Now, here is a little quirk that the ICE exchange has. I call it a quirk because it drives me crazy. Instead of creating their settlement price after the close, like most exchanges do, they create a settlement price and continue to trade for an extended period depending on the market involved.
Let's look at Sugar again. The contract specification for Sugar shows that the electronic exchange opens at 3:30 EST and closes at 14:00 EST. Just like any other market right? It has an open and a close time. Here is where it gets tricky. That settlement price we were discussing earlier is created between 13:28 and 13:30 EST each day. There is no pause in trading at this time, we simply keep on trading until 14:00 EST when the trading stops. This can create all kinds of confusion to an uninformed trader. When you come in the next day, your charts will have two closes for Sugar. If you look at a daily chart and an intra-day chart, you will see this discrepancy. The daily chart will post the settlement price that occurred at 13:28 to 13:30 EST and the intra-day chart will show the close from 14:00 EST. A lot can happen in 30 minutes of trading so these two numbers are usually far apart. If you are a gap trader, you can see where this is a problem. Which price has to be touched to close the gap? If you are calculating floor trader pivots, which close do you use? The answer I came up with is always use settlement price. Larger time frames rule and that is where settlement prices are found.
I have done research on this question of why do we settle before we close. Upon contacting the exchange, where you would expect to get the correct answer, I hear "it's just done that way." Guess that is why they get paid the big bucks? It wasn't long before I found out from a trader friend in Chicago that the reason is that when the pits were open for trading, that the markets settled at this time. I guess human nature and habits really don't change.

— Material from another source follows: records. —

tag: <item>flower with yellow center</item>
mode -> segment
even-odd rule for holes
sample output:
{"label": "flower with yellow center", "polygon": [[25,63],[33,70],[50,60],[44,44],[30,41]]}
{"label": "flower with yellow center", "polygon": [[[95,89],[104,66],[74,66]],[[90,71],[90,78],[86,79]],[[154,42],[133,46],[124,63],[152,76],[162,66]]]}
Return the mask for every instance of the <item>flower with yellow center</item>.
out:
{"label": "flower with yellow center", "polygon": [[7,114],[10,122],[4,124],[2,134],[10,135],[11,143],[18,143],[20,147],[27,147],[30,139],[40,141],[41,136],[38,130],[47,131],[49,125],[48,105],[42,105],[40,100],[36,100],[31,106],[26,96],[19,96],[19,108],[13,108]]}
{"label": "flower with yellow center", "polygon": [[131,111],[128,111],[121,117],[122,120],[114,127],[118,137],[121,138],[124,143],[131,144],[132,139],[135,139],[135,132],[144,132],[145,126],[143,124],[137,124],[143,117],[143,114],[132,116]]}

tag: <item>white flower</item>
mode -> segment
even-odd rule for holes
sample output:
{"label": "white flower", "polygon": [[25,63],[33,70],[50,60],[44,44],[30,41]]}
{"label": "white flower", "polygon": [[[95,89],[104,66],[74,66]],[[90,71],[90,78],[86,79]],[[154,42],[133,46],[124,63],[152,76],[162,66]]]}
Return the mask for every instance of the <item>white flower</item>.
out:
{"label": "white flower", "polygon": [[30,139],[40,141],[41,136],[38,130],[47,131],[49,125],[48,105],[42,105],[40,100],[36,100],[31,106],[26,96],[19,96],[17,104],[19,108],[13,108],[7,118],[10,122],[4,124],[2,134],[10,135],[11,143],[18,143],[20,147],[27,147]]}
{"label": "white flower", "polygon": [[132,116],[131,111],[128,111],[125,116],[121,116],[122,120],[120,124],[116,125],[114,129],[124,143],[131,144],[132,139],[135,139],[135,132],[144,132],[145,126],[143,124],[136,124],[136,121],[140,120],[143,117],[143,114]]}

The Cocoa market is much the same. This market opens at 4:00 EST and closes at 14:00 EST. However, the actual settlement price for the trading day is calculated between 11:48 and 11:50 EST. If you do some research from when Cocoa traded in the pits at the NYBOT, you will see that this market closed and settled at 11:50 EST. When you start your trading day and you will be looking at Cocoa, make sure to use the 11:50 EST settlement price as the actual close from the previous day, not the 14:00 EST close.
I am not saying what the ICE exchange does is right or wrong, but you can certainly see where the confusion can come from. By bringing this to your attention, I hope it spares you some frustration and possibly capital loss. For these very reasons, I always encourage traders to know the market they are about to invest hard-earned capital in.
Hoping that everybody is off to a good start to trading this year and that you are following your rules as you move onto fulfilling your dream of trading for a living.